Allow me to try to describe the way you’ve felt about advertising and media over the last two months of the Covid-19 shutdown.
We’re all thrust into this new reality. We can’t leave the house. We’re working from home, cooking at home, eating at home, stockpiling and/or searching for toilet paper. When we watch TV, our mind subconsciously categorizes all advertising as okay because it was created before the shutdown. Olive Garden - “When you’re here, you’re family”. (Low-key that’s a great slogan, by the way). But not right now, partner. If you’re at Olive Garden, you’re in breach of the governor’s orders, not to mention a danger to society. But we don’t fault the ad because it’s all new and changing quickly. These ad spots were bought and created months ago.
We’re getting used to new routines. We have good days and bad days, and we enjoy the simple things like going for a walk, or meeting a neighbor through masks. Speaking of masks, maybe you got a fashionable one now to replace your disposable “hobbyist carpenter” mask. Now between episodes of Brooklyn 99, you’re seeing your first batch of commercials and ads created specifically for the lockdown. The ads speak to you. You relate. “Yes, Google!” “Amen, Subaru, We ARE all in this together.” You shed a single tear. You feel seen. Maybe the ad worked.
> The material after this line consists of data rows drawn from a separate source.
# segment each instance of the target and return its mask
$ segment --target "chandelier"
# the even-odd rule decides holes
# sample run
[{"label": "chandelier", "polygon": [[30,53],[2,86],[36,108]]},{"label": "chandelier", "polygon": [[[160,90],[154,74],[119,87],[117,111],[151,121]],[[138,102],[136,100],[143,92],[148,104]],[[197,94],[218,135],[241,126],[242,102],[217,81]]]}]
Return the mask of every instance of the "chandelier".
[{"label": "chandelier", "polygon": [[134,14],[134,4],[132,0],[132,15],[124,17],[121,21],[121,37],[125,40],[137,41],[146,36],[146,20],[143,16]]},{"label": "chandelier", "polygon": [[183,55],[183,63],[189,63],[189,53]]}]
Jeans? Ha! Joking about wearing sweatpants is still funny and relevant. We’ve got 3 Zoom happy hours, a virtual family meeting, and a drive-by baby shower this week. The local elementary school teachers drove by the house in a parade, and you cried even though your kids aren’t school aged yet. You’re starting to feel funny about advertising. “Doesn’t this feel like the commercial the other company just ran?” Does everyone just need to make sure to say it too? You’re not sure, but it starts to feel weird. Still some ads work: like seeing a montage of people cheering for essential workers. Gets you right in the feels.
You’re pretty much over it. The novelty has worn off. Another Zoom meeting? You’re trying hard to stay positive, but your patience is wearing thin. Now something weird has happened. Those advertisements that worked at first now feel abrasive. You instantly categorize ads into two camps: 1) Commercial with high production value: “How many people did they get together to create this ad?” “That’s illegal, and dangerous!” “You’re trying to inspire me to stay home, but you didn’t stay home yourself.” Filming with a crew endangers someone’s grandma! 2) Commercial with low production value. Sourced cell phone video montaged together: “I’ve seen this one before.” “We get it, we’re all at home - even celebrities.” “I’ve had some good moments too.” You can relate a little bit, but the punch is gone. Low production value shows us why we need high production value.
So what does the future look like? Short answer: we don’t know. A couple weeks before the shutdown, we pitched on a commercial job, and won the project - which has since been put on hold until summer. As a director, to pitch successfully, I need to be able to feel what hasn’t been created yet strongly enough to convince everyone involved to bring that idea to life. I pitched an idea I had complete conviction in - it was emotional but grounded in just the right way. But then the world shut down, and we went through the stages I just described above. And here’s the thing: I think my own perception has shifted enough during this lockdown, that I need to re-enter the process to figure out whether I still have conviction about the idea. That’s a scary proposition.
Aside from themes and motifs that feel exhausted during the quarantine, the challenge we now face is to communicate winsomely to an audience who has experienced a seismic shift in the way they view and experience the world. Those who find success in this new landscape will be the ones who find a balance between creating within the legal boundaries, and understanding their audience, and what it is they need to hear (that they haven’t heard a thousand times already).
And so I need to go back to that idea we pitched and work it through. Re-imagine the idea with a new sense of what feels contrived or overdone. And if it doesn’t fly, I need to go back through the channels and communicate that conviction in a way that builds trust and keeps the belief in our ability to pull it off. We have a limited amount of time and bandwidth to create, and we want to use those resources to make things we are proud to stand beside.
Personally, I’m looking forward to a day soon when a director, production company, or business totally blows me away with an ad that I didn’t see coming. We’re challenging ourselves to think beyond the obvious. We would love to be on the leading edge of the movement toward the future of visual storytelling. How about you? Have you experienced this shift in thinking about advertising or your own creative ideas? Do you feel fatigue? We’d love to hear about your experience and shifting attitudes toward advertising media.